Alex (Cooper Raiff) is a sensitive freshman who is having trouble adjusting to college life in California. The Dallas native misses his loving mother (Amy Landecker) and younger sister, and one immediately assumes that they are probably his best friends.
Roommate Sam (Logan Miller), a layabout whose sole purpose is to attend parties and get wasted, is barely even an acquaintce (they assumedly get along because of their living situation). Alex’s only friend and confidante is his stuffed animal, and though he comes off as a loving human being, he has similar arrested development issues as Sam (in defense of Sam, college life and partying, from what I recall, almost go hand in hand).
The film was honored with SXSW’s Grand Jury Award for Best Narrative Feature, and if you want to experience Shithouse in all its storytelling glory, you can stop reading right here. Shithouse is highly deserving of that honor, and a big part of its allure is watching this story unfold and surprise you in many different ways. I will touch upon a couple of issues without spoiling the story in the succeeding paragraphs, but my main suggestion is you simply go in with a blind eye when it hits theaters and VOD October 16!
Alex’s life takes a turn for the better during an evening partying at the Shithouse (a fraternity home). There he meets Maggie (Dylan Gelula), and thier meet cute/awkward moment leads into a night that both will probably remember for the rest of their lives.
Unfortunately, moments are not the cure all for the redundancy and harsh realities of life. The next morning Maggie presumably wants nothing to do with Alex, and he tries latching onto her for dear life.
Here’s our Find Your Film review of Shithouse (Both Bruce Purkey and I praised the s**t out of it. Co-host Eric Holmes said it wasn’t his cup of tea).
Twenty-three-year-old Cooper Raiff has digested his share of cinema throughout his life, and the movie’s references to Gravity and 13 Going on 30 only bolsters that fact.
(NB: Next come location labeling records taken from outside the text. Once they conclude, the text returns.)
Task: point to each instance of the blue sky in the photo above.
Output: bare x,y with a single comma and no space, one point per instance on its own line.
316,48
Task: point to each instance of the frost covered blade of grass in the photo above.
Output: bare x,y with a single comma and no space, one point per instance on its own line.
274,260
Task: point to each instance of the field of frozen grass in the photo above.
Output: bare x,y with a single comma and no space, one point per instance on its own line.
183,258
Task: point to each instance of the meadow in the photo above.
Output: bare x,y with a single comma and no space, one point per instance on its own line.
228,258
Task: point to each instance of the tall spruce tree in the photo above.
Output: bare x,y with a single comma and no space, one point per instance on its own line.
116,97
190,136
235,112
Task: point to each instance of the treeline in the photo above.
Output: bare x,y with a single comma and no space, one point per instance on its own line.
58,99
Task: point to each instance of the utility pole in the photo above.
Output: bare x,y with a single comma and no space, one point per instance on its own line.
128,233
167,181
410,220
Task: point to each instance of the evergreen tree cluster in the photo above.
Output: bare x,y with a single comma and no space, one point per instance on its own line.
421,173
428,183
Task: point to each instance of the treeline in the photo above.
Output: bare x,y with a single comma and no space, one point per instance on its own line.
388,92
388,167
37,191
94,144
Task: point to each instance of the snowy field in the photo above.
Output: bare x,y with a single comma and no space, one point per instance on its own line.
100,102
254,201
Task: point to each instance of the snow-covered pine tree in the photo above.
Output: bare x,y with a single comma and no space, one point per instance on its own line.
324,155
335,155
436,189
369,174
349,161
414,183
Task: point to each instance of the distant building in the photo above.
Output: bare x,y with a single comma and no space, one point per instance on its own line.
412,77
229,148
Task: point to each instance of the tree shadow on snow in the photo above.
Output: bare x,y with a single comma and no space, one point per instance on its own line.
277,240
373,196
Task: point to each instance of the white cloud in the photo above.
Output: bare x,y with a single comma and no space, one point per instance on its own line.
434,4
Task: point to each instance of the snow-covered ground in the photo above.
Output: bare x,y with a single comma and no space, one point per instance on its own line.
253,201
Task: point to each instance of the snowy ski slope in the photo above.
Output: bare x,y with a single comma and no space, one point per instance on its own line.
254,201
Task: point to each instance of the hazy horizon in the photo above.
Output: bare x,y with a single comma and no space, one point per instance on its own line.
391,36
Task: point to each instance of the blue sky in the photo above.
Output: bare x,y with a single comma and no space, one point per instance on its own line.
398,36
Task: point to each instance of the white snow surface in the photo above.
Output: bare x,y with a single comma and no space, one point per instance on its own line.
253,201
The easy comparisons to Richard Linklater’s Before Sunrise is accurate, but the good news is Shithouse does not parrot what has come before.
Instead, Raiff gives us a fully fleshed out Alex. With such a close knit family as a support system, Alex gets a total pass for wanting to go home to Texas for some much needed nurturing and codepency! Maggie’s decision to separate from Alex and simply enjoy her college life is also understandable, and Shithouse perfectly conveys that there are two sides to every story.
With Raiff as the creator, the male gaze approach to this romantic comedy/drama could have been overwhelming, but Gelula’s heartbreakingly raw performance places everything in relative balance. Raiff effectively captures Alex’s social ineptitude and kindheartedness, but in an organic fashion he ultimately yields the floor to Gelula (Maggie, amidst all her doubts, comes off as more self-assured, so it makes total sense).
I’ve been covering movies since 1991, and Shithouse is the one film that absolutely transported me back to my college years. Being fully invested in my family during college may have detracted from a full enjoyment of that time, but ultimately that was my decision. Cooper Raiff understands the intricacies and challenges of building relationships, and some of these scenes may feel all too real for you as well.
The Devil All The Time and Once Upon A River are reviewed on CinemAddicts:
Shithouse hits theaters and VOD October 16, and the feature signals an intriguing new talent with Cooper Raiff and a budding actress in Dylan Gelula. I am sure Raiff and company are sick of the Before Sunrise comparisons, but if more films focusing on Alex and Maggie are in the offing, I will chant Richard Linklater until the cows come home.